Celgene Raises Guidance as Sales of Top Drug Revlimid Grow

  • 2016 adjusted earnings will be $5.70 to $5.75 a share
  • Blood cancer pill’s sales grow by 18 percent from year before

Celgene Corp. raised its full-year guidance after the drugmaker’s second-quarter profit beat analysts’ estimates on higher sales of Revlimid, a pill for blood cancer.

Second-quarter earnings, excluding one-time items, totaled $1.44 a share, Summit, New Jersey-based Celgene said Thursday in a statement. That topped the $1.39 average of analysts’ estimates compiled by Bloomberg. Shares rose 2.9 percent to $111.26 at the close in New York.

Adjusted earnings for the full year will be $5.70 to $5.75 a share, up from the company’s April forecast of $5.60 to $5.70.

Celgene’s success has been built around Revlimid, and last year the drug accounted for 63 percent of revenue. As it keep trying to expand sales of the drug, the company is attempting to diversify its business as part of a goal of more than doubling sales by 2020.

Second-quarter sales of Revlimid rose 18 percent from a year before to $1.7 billion, beatings estimates of $1.68 billion, as the company said it gained market share and patients stayed on the drug longer. Celgene said it expects about $6.8 billion in sales from Revlimid this year, up $100 million from its previous forecast.

Revlimid is one of the most expensive cancer drugs in the world, Celgene’s Chief Executive Officer Mark Alles said last month. Its average wholesale price was about $644 per pill in the second quarter, up from $393 in the second quarter of 2008, according to data from Connecture Inc., a maker of price-comparison software. Patients starting the drug take one pill a day for three weeks a month, meaning the therapy costs about $162,000 a year at that price. They’re often on the drug indefinitely.

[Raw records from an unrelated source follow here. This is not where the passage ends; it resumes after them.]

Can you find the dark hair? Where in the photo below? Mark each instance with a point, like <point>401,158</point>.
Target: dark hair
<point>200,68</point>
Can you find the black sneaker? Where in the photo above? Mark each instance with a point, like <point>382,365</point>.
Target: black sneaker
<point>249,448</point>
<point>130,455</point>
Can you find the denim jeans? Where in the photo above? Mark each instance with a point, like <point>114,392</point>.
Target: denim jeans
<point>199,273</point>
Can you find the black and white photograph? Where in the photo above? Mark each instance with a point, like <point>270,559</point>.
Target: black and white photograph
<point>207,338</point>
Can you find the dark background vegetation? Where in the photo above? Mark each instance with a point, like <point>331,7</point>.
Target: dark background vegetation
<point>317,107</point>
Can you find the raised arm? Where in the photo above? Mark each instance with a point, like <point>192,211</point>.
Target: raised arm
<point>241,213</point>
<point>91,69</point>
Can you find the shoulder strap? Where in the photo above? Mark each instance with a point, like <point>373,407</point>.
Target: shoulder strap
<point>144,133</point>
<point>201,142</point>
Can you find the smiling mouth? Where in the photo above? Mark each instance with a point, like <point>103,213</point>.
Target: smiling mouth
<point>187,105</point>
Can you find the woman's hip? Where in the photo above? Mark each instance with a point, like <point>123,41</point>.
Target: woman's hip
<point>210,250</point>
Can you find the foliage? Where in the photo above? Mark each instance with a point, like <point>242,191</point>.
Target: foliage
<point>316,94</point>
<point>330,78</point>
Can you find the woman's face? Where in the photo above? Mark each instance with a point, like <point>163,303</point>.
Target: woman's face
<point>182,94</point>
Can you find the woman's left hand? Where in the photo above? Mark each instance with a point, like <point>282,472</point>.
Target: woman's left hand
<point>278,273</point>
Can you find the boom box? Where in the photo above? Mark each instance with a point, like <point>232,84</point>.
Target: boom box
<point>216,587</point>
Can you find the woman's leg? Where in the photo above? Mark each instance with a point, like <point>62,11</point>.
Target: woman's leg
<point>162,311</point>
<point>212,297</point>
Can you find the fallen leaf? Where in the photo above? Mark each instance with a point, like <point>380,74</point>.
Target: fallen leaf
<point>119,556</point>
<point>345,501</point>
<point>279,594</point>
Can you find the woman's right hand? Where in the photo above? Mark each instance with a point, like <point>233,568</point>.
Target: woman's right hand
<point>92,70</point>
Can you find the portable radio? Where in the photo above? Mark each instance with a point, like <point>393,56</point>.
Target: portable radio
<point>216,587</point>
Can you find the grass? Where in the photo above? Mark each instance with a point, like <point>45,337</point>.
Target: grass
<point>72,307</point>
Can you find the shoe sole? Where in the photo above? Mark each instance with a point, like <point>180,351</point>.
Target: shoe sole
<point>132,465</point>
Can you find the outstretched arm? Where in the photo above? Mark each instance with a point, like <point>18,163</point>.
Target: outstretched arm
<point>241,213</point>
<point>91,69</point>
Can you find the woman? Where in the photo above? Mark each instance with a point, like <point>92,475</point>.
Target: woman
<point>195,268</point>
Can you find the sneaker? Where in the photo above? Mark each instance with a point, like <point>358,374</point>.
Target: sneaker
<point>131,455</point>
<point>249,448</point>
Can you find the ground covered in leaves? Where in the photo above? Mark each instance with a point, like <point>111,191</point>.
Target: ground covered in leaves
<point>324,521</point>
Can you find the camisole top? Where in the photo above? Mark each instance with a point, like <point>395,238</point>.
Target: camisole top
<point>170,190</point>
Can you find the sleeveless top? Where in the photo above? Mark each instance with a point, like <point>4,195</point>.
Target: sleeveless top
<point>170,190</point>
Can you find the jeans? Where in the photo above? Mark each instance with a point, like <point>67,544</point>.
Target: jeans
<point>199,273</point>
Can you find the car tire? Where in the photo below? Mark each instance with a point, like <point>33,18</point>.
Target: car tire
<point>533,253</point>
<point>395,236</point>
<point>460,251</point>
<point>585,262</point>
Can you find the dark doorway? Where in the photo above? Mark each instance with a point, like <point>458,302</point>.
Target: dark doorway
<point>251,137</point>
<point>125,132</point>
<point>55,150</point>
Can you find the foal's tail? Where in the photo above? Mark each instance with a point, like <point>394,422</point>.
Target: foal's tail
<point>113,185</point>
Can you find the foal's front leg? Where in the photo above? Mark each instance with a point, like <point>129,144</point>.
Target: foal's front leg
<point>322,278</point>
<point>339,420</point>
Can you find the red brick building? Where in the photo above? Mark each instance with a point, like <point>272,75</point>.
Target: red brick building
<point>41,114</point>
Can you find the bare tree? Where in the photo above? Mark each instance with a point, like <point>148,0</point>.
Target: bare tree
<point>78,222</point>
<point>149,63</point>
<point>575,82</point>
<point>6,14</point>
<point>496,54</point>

Celgene received a subpoena in December from the U.S. Attorney’s Office in Massachusetts asking for documents about its relationship with charities that offer financial help to patients, the company said in a filing Thursday. The drugmaker said it’s cooperating with the request.

More Uses

The company also is seeking to boost sales by expanding the drug’s use through more late-stage trials. On Monday, the the company said one of those tests, exploring Revlimid’s use in diffuse large B-cell lymphoma, failed to lengthen life. It won’t pursue approval for that disease.

Other key second-quarter results:

  • Net income rose 68 percent to $598.2 million, or 75 cents a share, from $356.2 million, or 43 cents, a year earlier.
  • Pomalyst sales were $318 million, versus estimates of $302 million.
  • Abraxane sales were $249 million, versus estimates of $245 million.
  • Otezla sales were $242 million, versus estimates of $242 million.